Whatever one’s views, they are fundamentally political questions. Ignoring them doesn’t remove one from politics, but rather puts one on the political side of the status quo, of the existing distribution of power and resources. If journalism is to be a positive force in helping U.S. citizens come to terms with the unjust and unsustainable nature of these hierarchical systems, working journalists are going to have to reject the industry’s naïve claims of neutrality and work to help push the profession to more actively resist the powerful regressive forces that dominate society.
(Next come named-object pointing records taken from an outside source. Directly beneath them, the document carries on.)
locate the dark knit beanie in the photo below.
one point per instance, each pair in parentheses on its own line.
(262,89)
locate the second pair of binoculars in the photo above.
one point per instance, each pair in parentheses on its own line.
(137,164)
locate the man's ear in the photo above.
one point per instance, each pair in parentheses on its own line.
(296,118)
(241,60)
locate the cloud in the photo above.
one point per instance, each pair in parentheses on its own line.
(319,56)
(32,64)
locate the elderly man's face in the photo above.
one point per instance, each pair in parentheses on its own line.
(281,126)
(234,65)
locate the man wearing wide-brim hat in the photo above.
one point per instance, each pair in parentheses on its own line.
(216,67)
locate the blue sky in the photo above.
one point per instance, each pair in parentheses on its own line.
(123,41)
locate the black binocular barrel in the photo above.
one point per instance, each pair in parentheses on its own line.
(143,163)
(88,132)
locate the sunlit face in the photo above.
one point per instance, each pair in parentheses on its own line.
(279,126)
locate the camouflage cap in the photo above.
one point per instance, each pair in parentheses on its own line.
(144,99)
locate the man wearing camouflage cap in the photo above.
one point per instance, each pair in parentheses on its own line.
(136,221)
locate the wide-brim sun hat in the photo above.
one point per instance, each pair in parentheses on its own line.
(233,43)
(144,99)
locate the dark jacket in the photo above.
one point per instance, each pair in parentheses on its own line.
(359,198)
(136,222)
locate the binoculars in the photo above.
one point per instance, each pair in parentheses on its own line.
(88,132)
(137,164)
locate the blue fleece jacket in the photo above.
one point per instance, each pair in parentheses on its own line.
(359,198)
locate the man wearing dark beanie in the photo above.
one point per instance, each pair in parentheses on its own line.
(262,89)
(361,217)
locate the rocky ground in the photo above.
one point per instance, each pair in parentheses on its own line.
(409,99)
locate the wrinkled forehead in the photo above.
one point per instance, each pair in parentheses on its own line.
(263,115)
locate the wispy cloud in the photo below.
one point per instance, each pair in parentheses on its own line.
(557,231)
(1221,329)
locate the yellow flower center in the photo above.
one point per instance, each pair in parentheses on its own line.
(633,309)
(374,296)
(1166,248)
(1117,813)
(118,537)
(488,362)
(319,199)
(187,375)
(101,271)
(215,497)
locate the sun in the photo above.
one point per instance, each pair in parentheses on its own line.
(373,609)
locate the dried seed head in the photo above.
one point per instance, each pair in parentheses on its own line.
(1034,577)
The journalists organizations that, along with NLGJA, are rooted in a recognition of the pathology and cruelty of those hierarchies — the National Association of Black Journalists, National Association of Hispanic Journalists, Asian American Journalists Association, and Native American Journalists Association — offer some hope, but only if they can give voice to a different vision not only of journalism but of the world. Journalists from the dominant groups — heterosexuals, white people, men — should add their voices to this struggle as well.
The goal should be not diversity within unjust and unsustainable hierarchies, but liberation. That term may seem awkward today, but we should remember that the movements in which these organizations are rooted spoke not of acceptance of the domination inherent in hierarchy but of real freedom and real justice. That, not diversity, is the dream of liberation.